Zelfregulerende apparatuur
De EPBD III vereist dat er zelfregulerende apparatuur wordt aangebracht voor het reguleren van de temperatuur in aparte verblijfruimtes. De zelfregelende apparatuur moet automatisch de verwarmings- en koelingsoutput aanpassen bij wisselingen in de binnentemperatuur en op basis van andere parameters, zoals vooraf ingevoerde instellingen.

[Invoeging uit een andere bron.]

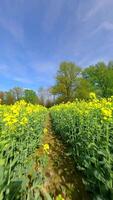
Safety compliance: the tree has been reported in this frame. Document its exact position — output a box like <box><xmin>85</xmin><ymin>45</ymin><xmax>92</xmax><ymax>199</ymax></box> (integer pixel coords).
<box><xmin>83</xmin><ymin>62</ymin><xmax>113</xmax><ymax>97</ymax></box>
<box><xmin>0</xmin><ymin>91</ymin><xmax>5</xmax><ymax>104</ymax></box>
<box><xmin>4</xmin><ymin>90</ymin><xmax>15</xmax><ymax>105</ymax></box>
<box><xmin>11</xmin><ymin>87</ymin><xmax>23</xmax><ymax>101</ymax></box>
<box><xmin>38</xmin><ymin>87</ymin><xmax>54</xmax><ymax>107</ymax></box>
<box><xmin>24</xmin><ymin>89</ymin><xmax>38</xmax><ymax>104</ymax></box>
<box><xmin>51</xmin><ymin>62</ymin><xmax>81</xmax><ymax>102</ymax></box>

Voorbeelden van apparatuur die aan de eisen voldoet, zijn:
- een thermostatische radiatorknop
- een kamerthermostaat
- een thermostaat van een ventilatorconvector
- gebouwautomatiserings- en controlesystemen die de temperatuur reguleren per verblijfsruimte of -gebied
Deze verplichting is van toepassing bij nieuwbouw en bij bestaande bouw, wanneer één van de centrale warmtegeneratoren of een derde of meer van de afgiftelichamen (meestal radiotoren) wordt vervangen. Is het gebouw aangesloten op stadsverwarming? Dan geldt de verplichting wanneer de afleverset wordt vervangen.
De verplichting vervalt als de kosten van de zelfregulerende apparatuur meer dan 20% bedragen van het technisch bouwsysteem voor ruimteverwarming.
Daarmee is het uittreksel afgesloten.